Tim started to teach an in-person class by this title, but it was postponed due to our observance of the County’s health mandate to limit group gatherings. This is the first in a series of devotionals Tim has prepared related to this class.
My class on Isaiah’s hope began on January 9 with a study of Isaiah 40:1-11. The premise of the class is that our current sorrows are more than personal and individual; we feel deep communal sorrow over our nation’s polarization and rancor, and the American church’s politicization and trivialization.
We usually think of our faith providing comfort for individual sorrows. It speaks personally to our spiritual and emotional needs. Yet when our sorrows are corporate and communal, we need comfort that speaks corporately and communally—which is just what Isaiah’s comfort does.
Isaiah spoke into a political and religious situation worse than ours, yet a good half of his message was hope. It’s communal hope, which of course filters down to the personal level. Isaiah 40 (and other passages) plant our hope in God’s arrival—not coming into our hearts but coming into history as a king, powerful, generous, and gentle:
See, the Sovereign Lord comes with power,
and he rules with a mighty arm.
See, his reward is with him, and
his recompense accompanies him.
He tends his flock like a shepherd:
He gathers the lambs in his arms
and carries them close to his heart;
he gently leads those that have young. (40:8-11)

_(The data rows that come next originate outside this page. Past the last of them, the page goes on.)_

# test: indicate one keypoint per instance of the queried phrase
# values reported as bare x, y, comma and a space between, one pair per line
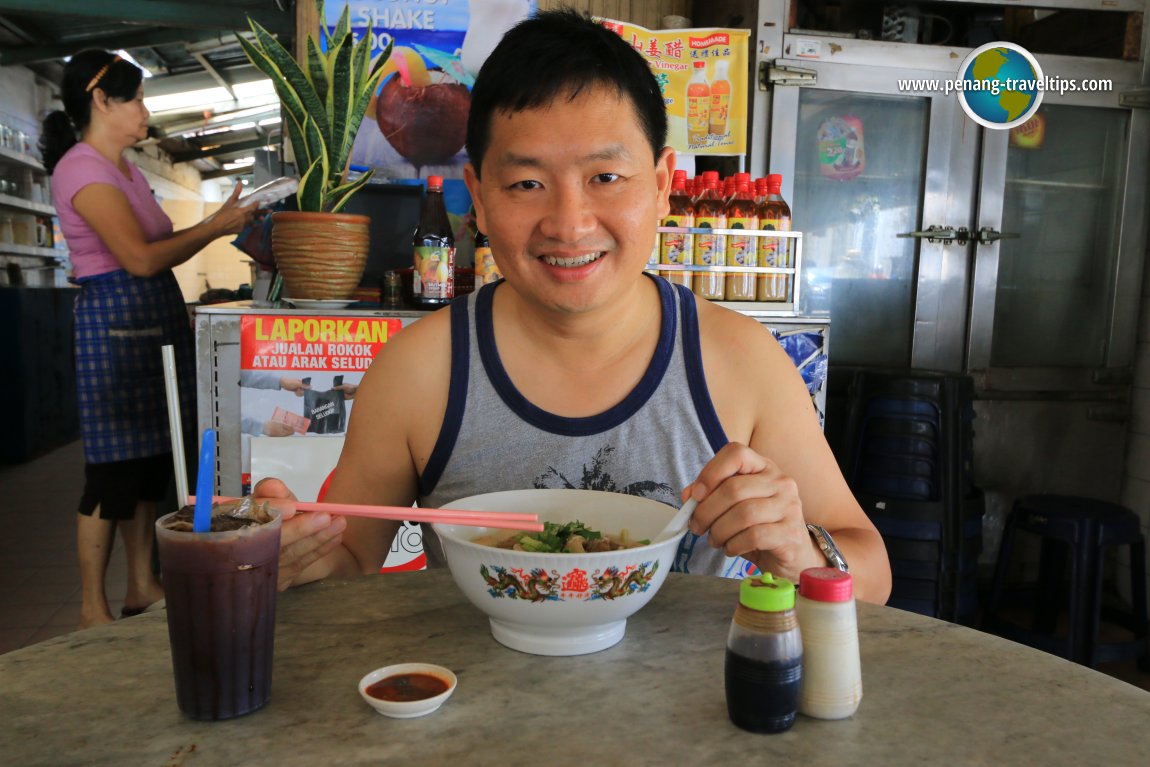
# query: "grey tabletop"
934, 693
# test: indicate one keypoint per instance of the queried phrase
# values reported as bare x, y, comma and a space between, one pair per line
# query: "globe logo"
1001, 85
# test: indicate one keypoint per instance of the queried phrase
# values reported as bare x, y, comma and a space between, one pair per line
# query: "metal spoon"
679, 521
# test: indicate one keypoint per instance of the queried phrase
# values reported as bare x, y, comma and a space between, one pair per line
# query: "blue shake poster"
416, 124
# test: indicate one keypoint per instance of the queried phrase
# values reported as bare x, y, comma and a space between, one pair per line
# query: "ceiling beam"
129, 40
215, 75
161, 13
215, 150
206, 175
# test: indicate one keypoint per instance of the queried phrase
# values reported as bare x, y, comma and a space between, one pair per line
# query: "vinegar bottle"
774, 215
698, 105
832, 675
485, 269
675, 247
434, 278
710, 250
741, 251
764, 668
720, 100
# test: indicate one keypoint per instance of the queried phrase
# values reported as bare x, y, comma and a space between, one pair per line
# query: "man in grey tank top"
577, 369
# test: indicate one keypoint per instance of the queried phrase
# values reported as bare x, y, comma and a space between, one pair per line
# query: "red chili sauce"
407, 687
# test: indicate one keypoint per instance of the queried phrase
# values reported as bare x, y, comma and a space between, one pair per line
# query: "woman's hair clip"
104, 70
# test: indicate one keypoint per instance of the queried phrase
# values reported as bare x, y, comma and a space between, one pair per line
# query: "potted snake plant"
320, 251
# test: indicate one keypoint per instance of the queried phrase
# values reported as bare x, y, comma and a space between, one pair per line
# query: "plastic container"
764, 668
270, 193
832, 675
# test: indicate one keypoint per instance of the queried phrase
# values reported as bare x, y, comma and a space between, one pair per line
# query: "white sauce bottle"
832, 670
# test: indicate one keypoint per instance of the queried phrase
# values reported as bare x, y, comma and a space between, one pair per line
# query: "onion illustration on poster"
416, 124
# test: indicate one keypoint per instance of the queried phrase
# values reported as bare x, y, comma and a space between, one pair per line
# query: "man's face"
569, 198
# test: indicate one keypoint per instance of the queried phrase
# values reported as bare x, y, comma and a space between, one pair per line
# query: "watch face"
829, 550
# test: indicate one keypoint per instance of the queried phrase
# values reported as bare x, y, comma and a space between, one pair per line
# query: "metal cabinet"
957, 250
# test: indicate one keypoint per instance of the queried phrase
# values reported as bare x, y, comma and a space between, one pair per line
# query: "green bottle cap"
766, 593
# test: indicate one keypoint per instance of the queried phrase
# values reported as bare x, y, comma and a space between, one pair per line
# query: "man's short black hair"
560, 53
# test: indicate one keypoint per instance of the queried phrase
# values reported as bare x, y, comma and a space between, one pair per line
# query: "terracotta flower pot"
321, 255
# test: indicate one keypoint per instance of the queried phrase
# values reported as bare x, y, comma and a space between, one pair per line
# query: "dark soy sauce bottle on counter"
764, 666
434, 244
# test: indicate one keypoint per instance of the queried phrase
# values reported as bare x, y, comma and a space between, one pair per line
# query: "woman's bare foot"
137, 600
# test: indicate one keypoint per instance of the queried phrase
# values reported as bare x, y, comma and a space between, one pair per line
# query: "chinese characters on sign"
703, 76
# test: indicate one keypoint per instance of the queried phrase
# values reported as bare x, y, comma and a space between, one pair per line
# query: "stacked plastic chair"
906, 451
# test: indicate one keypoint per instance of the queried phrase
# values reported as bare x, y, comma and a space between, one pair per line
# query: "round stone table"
934, 693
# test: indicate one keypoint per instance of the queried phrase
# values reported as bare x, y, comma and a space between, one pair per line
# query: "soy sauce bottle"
764, 670
434, 245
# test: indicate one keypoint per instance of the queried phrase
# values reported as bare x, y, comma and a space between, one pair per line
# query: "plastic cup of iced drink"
220, 589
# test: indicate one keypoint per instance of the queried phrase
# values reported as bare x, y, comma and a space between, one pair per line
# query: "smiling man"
577, 369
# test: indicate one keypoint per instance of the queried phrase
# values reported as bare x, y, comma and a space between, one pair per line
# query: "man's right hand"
306, 536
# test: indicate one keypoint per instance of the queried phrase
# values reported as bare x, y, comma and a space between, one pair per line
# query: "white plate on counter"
320, 304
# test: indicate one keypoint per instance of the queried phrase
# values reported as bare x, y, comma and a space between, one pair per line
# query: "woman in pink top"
122, 248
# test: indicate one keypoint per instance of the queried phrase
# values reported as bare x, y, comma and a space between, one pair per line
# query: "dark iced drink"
220, 589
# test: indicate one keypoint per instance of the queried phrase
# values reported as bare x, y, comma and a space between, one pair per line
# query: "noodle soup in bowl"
560, 604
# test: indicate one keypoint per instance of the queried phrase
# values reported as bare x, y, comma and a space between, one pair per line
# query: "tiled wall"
644, 13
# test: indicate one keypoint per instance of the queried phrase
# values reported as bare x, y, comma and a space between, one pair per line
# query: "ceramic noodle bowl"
561, 604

Can you see this as a prediction of Jesus’ coming to the world? His first coming in Bethlehem, and his second arrival yet to occur, provide our hope. We can’t bring it about by our efforts or our goodness. It’s for us, but it’s not by us. We can only anticipate, welcome, and celebrate it.
Joy to the world, the Lord is come.
Let earth receive her king.
Let us not forget this. God knows all about the state of our nation and our church. He has plans to set it right, not according to our timing or methods, but by his.